Activation and local structural stability during the thermal decomposition of Mg/Al-hydrotalcite by total neutron scattering

The activation of synthetic hydrotalcite, the carbonated layered double hydroxide (LDH) with ratio Mg2+/Al3+ = 3 and structural formula [Mg6Al2(OH)16]2+[middle dot]CO32-n(H2O), has been investigated using neutron and X-ray diffraction. In situ neutron diffraction was used to follow the structural phase transformations during the thermal decomposition (calcination) of hydrotalcite under vacuum in the temperature range 298-723 K, and during which the residual gas evolved by the sample was analysed by mass spectrometry. Detailed structural information of the LDH and mixed metal oxides (MMOs) was extracted from both the Bragg peaks and the total scattering.
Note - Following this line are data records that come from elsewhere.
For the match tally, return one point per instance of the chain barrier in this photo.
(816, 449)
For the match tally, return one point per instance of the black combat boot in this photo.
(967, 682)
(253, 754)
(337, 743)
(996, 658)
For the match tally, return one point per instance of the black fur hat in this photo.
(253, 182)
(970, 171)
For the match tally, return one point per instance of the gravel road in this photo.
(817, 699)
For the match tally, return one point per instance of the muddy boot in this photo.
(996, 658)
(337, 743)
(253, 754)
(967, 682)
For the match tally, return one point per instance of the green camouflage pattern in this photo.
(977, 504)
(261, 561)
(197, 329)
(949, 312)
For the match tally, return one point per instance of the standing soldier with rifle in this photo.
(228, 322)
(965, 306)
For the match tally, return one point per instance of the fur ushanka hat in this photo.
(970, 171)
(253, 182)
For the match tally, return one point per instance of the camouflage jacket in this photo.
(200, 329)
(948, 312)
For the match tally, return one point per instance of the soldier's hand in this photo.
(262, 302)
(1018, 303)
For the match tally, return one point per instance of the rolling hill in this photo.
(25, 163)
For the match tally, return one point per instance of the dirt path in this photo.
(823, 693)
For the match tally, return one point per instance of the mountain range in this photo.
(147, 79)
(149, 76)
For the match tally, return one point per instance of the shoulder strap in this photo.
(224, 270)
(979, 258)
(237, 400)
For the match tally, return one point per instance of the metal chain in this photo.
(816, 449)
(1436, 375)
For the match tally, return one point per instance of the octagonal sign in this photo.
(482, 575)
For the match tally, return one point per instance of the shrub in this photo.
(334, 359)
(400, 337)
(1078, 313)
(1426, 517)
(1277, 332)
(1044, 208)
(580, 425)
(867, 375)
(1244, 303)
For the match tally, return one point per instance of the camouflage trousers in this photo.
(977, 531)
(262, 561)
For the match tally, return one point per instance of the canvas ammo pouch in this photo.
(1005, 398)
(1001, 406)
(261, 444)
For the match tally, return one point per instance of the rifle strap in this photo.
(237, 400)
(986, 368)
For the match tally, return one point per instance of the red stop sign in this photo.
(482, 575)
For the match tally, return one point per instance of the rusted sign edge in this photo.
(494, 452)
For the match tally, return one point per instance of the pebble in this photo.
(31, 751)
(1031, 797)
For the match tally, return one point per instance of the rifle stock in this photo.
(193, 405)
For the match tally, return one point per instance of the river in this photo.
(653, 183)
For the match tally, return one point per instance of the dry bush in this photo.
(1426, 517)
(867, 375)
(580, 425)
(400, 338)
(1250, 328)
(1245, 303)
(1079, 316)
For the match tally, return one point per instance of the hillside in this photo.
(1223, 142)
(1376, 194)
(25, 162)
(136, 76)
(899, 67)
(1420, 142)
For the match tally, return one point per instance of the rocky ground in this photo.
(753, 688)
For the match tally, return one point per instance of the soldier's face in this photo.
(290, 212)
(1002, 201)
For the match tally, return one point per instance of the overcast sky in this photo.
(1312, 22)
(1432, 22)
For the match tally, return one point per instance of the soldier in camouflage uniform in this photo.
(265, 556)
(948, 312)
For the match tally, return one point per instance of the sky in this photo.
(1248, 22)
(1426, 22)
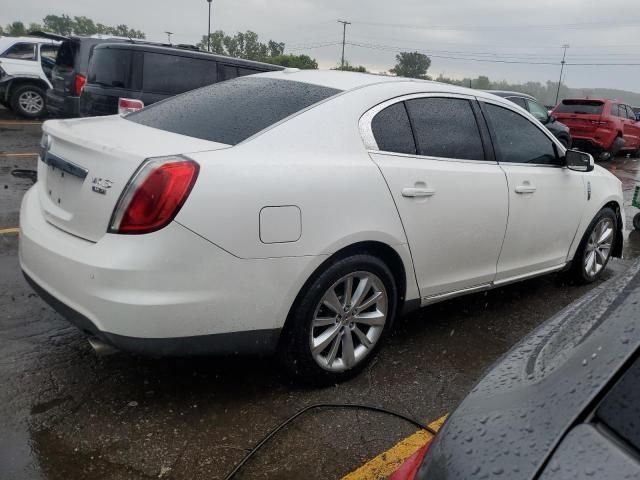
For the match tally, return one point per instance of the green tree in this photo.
(303, 62)
(347, 67)
(60, 24)
(16, 29)
(84, 26)
(245, 45)
(412, 65)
These two analysis techniques provide complementary insight into the relevant transition mechanisms, since Bragg diffraction originates from long-range periodicities within the samples while total scattering reveals the subtleties of the local atomic environment. This latter information is particularly important for our understanding of catalytic activity since it elucidates the local metal coordination. We find that, during the calcination process, the local environment around the metal centres is robust, as the various stages during the phase transition have identical local structures. The implications of these new results for the nature of the MMOs is discussed in relation to the well-studied, reverse, rehydration reaction, and the high propensity of trivalent Al ions to migrate to tetrahedrally-coordinated lattice sites.